Lithuania Defense Services
- Company type: Joint venture
- Industry: Logistical military support
- Founded: March 29, 2022; 3 years ago
- Headquarters: Jonava, Lithuania
- Key people: Sebastian Dietz CEO
- Owner: Rheinmetall (50%); Krauss-Maffei Wegmann (50%);

= Lithuania Defense Services =

Lithuania Defense Services is a joint venture company established in 2022 in Lithuania by two German arms manfucturers Rheinmetall and Krauss-Maffei Wegmann in order to provide logistical support for combat vehicles belonging to Lithuanian and other NATO nations armed forces stationing in the Baltic States.

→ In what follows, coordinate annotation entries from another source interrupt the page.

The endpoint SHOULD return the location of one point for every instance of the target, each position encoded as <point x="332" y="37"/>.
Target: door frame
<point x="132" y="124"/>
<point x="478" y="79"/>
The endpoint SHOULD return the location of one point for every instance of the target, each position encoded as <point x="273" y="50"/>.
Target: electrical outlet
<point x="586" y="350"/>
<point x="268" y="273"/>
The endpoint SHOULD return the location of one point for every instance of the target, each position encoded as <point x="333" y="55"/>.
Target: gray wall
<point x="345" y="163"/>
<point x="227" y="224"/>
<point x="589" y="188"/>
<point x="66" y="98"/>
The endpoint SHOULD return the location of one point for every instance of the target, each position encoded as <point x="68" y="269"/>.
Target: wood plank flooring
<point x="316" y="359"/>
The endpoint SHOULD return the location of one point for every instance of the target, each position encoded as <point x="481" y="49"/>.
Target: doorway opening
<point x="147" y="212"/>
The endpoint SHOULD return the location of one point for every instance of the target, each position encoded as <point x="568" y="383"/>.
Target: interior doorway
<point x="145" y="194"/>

The repair facilities owned by the company are located in Jonava, near the metal processing company Iremas. Previously, the repair facilities of the fertilizer company Achema were located here. The plant covers an area of 12,000 square meters, the workshop itself right 3,000 square meters. At the facilities repaired are: Boxer armored fighting vehicle, its Lithuanian version Vilkas, the Puma infantry fighting vehicle, the Bergepanzer 3 Büffel armored rescue vehicle, various versions of the Leopard 2 tank and the PzH 2000 self-propelled howitzer.

The Jonava plant is located close to the NATO military base in Rukla, and the two cities are connected by a railroad line. Battlegroup Lithuania has its headquarters in Rukla. Since September 2022, Lithuania Defense Services has been engaged in repairing PzH 2000s donated by Germany to the Ukrainian Armed Forces, which were damaged during combat with the Russian invaders.